LE FIL

Nicolas Ricome

"Entourés de flammes, nous nous sommes dit que tout le domaine était perdu"

Mardi 06 août 2019 par Alexandre Abellan

« L’incendie change tout l’environnement de notre domaine, nous n’avons plus de pinède. Cela va avoir un impact bioclimatique sur nos vignes » note Nicolas Ricome.
« L’incendie change tout l’environnement de notre domaine, nous n’avons plus de pinède. Cela va avoir un impact bioclimatique sur nos vignes » note Nicolas Ricome. - crédit photo : Château Valcombe
Ravageant les forêts et le vignoble du Gard, les incendies de ces derniers jours n’ont pas empêché le vigneron le plus impacté par les flammes de reprendre le travail. Témoignage.
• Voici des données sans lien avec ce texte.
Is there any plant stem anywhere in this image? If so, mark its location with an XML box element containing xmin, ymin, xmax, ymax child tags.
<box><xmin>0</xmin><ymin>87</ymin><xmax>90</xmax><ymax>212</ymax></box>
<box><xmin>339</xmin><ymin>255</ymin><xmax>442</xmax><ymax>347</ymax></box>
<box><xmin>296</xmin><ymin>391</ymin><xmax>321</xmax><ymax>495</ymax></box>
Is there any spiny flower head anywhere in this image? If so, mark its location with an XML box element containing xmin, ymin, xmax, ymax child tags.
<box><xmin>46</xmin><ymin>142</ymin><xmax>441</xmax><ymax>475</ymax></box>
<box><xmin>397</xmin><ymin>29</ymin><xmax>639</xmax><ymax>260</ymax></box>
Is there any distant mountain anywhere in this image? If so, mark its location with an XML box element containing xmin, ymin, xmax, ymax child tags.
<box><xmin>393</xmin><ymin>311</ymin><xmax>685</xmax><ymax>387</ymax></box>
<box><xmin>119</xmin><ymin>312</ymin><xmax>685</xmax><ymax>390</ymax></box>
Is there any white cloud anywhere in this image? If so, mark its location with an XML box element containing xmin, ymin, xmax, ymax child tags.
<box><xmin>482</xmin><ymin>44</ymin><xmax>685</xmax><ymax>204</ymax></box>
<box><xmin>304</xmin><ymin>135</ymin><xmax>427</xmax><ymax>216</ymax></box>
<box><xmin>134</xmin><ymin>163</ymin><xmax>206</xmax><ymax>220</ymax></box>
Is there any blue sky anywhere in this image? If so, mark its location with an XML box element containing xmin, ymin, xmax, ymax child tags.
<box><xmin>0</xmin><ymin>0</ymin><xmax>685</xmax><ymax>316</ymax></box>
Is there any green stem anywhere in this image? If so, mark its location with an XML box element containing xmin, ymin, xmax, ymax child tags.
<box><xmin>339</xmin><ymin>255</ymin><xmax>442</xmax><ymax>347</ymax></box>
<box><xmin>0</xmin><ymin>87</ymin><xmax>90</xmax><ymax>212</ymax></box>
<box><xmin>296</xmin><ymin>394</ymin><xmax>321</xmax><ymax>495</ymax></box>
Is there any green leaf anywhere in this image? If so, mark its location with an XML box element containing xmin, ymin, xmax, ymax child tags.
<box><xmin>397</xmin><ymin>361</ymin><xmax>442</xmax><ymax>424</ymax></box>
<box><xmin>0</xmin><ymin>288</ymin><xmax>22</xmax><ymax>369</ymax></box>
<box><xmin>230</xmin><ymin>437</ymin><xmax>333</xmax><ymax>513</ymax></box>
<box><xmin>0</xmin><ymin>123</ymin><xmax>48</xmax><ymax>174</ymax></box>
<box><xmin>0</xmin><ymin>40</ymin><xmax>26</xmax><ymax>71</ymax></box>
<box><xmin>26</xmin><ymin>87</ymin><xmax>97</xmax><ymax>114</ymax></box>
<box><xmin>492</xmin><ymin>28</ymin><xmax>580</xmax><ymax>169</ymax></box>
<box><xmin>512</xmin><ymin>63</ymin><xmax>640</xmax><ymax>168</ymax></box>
Domaine le plus touché par l'incendie criminel et ses reprises qui ont ravagé l’appellation Costières de Nîmes du 30 juillet au 2 août, le château de Valcombe est fermement décidé à ne pas s’apitoyer sur ce sinistre. « Nous ne sommes pas alarmiste, notre outil de production reprend son activité et ses expéditions. L’entrepôt et la cave sont indemnes, seul le domaine a été touché de plein de fouet » souligne Nicolas Ricome, le co-propriétaire du domaine gardois, ce 5 août.

40 % de pertes de récolte

Si les 60 hectares de pinèdes du domaine sont intégralement partis en fumées l’après-midi du 30 juillet, 60 des 90 ha du vignoble bio ont été touché à des degrés divers, pour des pertes de récolte estimées à 40 %. « Nous avons des souches consumées, où le cep est complètement brûlé et reste accroché au fil de palissage. D’autres souches n’ont pas été brûlées, mais les feuilles et les grappes sont calcinées » rapporte Nicolas Ricome. Qui souligne que les parcelles touchées l’ont surtout été en bordure, notamment nord à cause des vents. Les lames interceps ayant été passées auparavant, « les vignes étaient propres et entretenues. Si les herbes avaient été hautes, le foyer aurait été encore plus important » précise le vigneron.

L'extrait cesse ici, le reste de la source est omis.